| 8 mins read
In the 1950s, Enoch Powell, the newly-elected Conservative MP for Wolverhampton South West, and Clement Jones, a journalist on the Wolverhampton Express and Star, were both on a fast track to promotion. Powell became a cabinet minister, and my father became the editor of his local evening newspaper.
The Jones and the Powells were friends, but as the impact of the 1968 ‘Rivers of Blood’ speech was felt throughout the nation, it also triggered a traumatic end of a close family friendship.
While the news cycle was far less frenetic in the 1960s, my father used to say that he in effect became Powell’s first spin doctor. A key strategy in the New Labour playbook of Peter Mandelson, and later Alastair Campbell, was the art of trailing in advance a speech or new policy in order to win the attention of the news media, precisely the kind of techniques that my father had been advising Powell to adopt.
Leading commentators and biographers have asserted that the MP had no prior inkling of the outcry, or racial tension, that would be provoked by his ‘Rivers of Blood’ speech. Far from it, according to my father: Powell had crafted the speech for maximum effect, even predicting the furore that would follow.
Powell, like Farage and Trump before him, was an outsider, and in the late 1960s he tended to operate outside the constraints of the Conservative Party’s publicity machine, determined to continue pitching himself as a potential future party leader.

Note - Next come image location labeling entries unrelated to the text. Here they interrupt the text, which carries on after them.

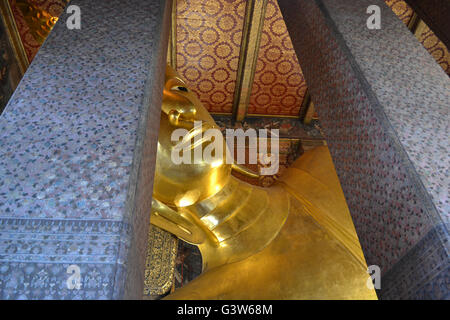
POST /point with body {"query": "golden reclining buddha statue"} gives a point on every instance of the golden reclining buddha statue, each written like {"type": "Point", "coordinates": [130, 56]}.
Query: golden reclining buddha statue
{"type": "Point", "coordinates": [293, 240]}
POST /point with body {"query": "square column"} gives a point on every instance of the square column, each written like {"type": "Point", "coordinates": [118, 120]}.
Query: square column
{"type": "Point", "coordinates": [77, 153]}
{"type": "Point", "coordinates": [383, 103]}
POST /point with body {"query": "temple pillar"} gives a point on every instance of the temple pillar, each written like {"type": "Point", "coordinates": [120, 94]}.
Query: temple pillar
{"type": "Point", "coordinates": [383, 104]}
{"type": "Point", "coordinates": [77, 154]}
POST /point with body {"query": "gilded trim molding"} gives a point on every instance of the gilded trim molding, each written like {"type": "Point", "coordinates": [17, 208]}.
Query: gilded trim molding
{"type": "Point", "coordinates": [14, 36]}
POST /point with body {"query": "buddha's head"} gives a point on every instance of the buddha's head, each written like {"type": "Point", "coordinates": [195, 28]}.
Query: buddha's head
{"type": "Point", "coordinates": [183, 184]}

The essence of my father’s advice to Powell was that to create maximum impact he had to prepare the ground in advance, and that required an understanding of the tricks of the journalist’s trade.

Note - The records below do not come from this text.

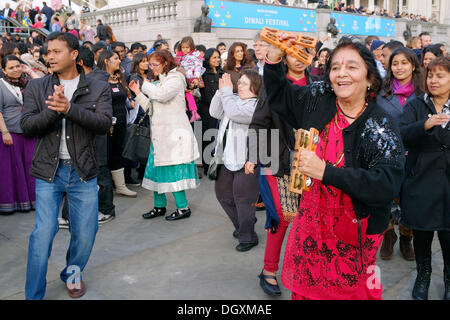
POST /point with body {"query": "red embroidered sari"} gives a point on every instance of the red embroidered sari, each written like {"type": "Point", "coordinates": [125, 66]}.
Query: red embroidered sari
{"type": "Point", "coordinates": [318, 265]}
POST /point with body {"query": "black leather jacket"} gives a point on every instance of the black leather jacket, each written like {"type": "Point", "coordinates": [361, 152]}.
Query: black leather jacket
{"type": "Point", "coordinates": [89, 115]}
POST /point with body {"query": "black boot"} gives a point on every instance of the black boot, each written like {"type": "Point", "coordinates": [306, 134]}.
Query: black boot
{"type": "Point", "coordinates": [420, 291]}
{"type": "Point", "coordinates": [129, 179]}
{"type": "Point", "coordinates": [447, 281]}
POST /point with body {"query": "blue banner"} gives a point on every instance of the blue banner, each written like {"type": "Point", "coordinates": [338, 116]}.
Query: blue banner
{"type": "Point", "coordinates": [364, 25]}
{"type": "Point", "coordinates": [240, 15]}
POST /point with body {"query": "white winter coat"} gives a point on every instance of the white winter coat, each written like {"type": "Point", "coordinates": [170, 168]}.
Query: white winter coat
{"type": "Point", "coordinates": [172, 136]}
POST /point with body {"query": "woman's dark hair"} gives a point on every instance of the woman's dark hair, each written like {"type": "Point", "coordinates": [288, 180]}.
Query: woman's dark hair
{"type": "Point", "coordinates": [175, 47]}
{"type": "Point", "coordinates": [416, 75]}
{"type": "Point", "coordinates": [231, 61]}
{"type": "Point", "coordinates": [200, 47]}
{"type": "Point", "coordinates": [208, 55]}
{"type": "Point", "coordinates": [137, 59]}
{"type": "Point", "coordinates": [87, 56]}
{"type": "Point", "coordinates": [164, 56]}
{"type": "Point", "coordinates": [189, 41]}
{"type": "Point", "coordinates": [322, 50]}
{"type": "Point", "coordinates": [373, 75]}
{"type": "Point", "coordinates": [253, 55]}
{"type": "Point", "coordinates": [434, 49]}
{"type": "Point", "coordinates": [7, 48]}
{"type": "Point", "coordinates": [440, 62]}
{"type": "Point", "coordinates": [23, 48]}
{"type": "Point", "coordinates": [101, 64]}
{"type": "Point", "coordinates": [7, 58]}
{"type": "Point", "coordinates": [255, 80]}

On weekend visits home in the early 1960s, I was often intrigued to find my father and Powell talking animatedly for hours. My father was getting an unprecedented insight into Powell’s thinking as a cabinet minister, and later as member of the shadow cabinet; the MP, who lived a few streets away, was clearly eager to learn all he could about the mechanics of news management.

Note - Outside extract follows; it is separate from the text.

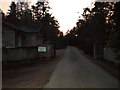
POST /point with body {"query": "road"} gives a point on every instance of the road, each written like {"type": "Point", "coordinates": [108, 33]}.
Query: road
{"type": "Point", "coordinates": [75, 70]}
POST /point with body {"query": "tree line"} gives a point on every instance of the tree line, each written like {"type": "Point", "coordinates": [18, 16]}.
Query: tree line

After an unsuccessful bid for the Tory leadership, he was dissatisfied with the way his speeches were being handled by the party machine, and my father was instructing him on the best way to short-circuit Conservative Central Office.
Father’s advice was that a Saturday afternoon was perhaps the most opportune moment to deliver a hard-hitting political speech. Inevitably there had to be a degree of subterfuge and manipulation. The trick was to deliver an embargoed copy of the speech the previous Thursday or Friday to a hand-picked group of political editors and leader writers on Sunday newspapers. They would see the Saturday afternoon embargo and would seize the chance to get a fresh story for their Sunday editions, safe in the knowledge that it had not been trailed or reported in advance by the daily papers.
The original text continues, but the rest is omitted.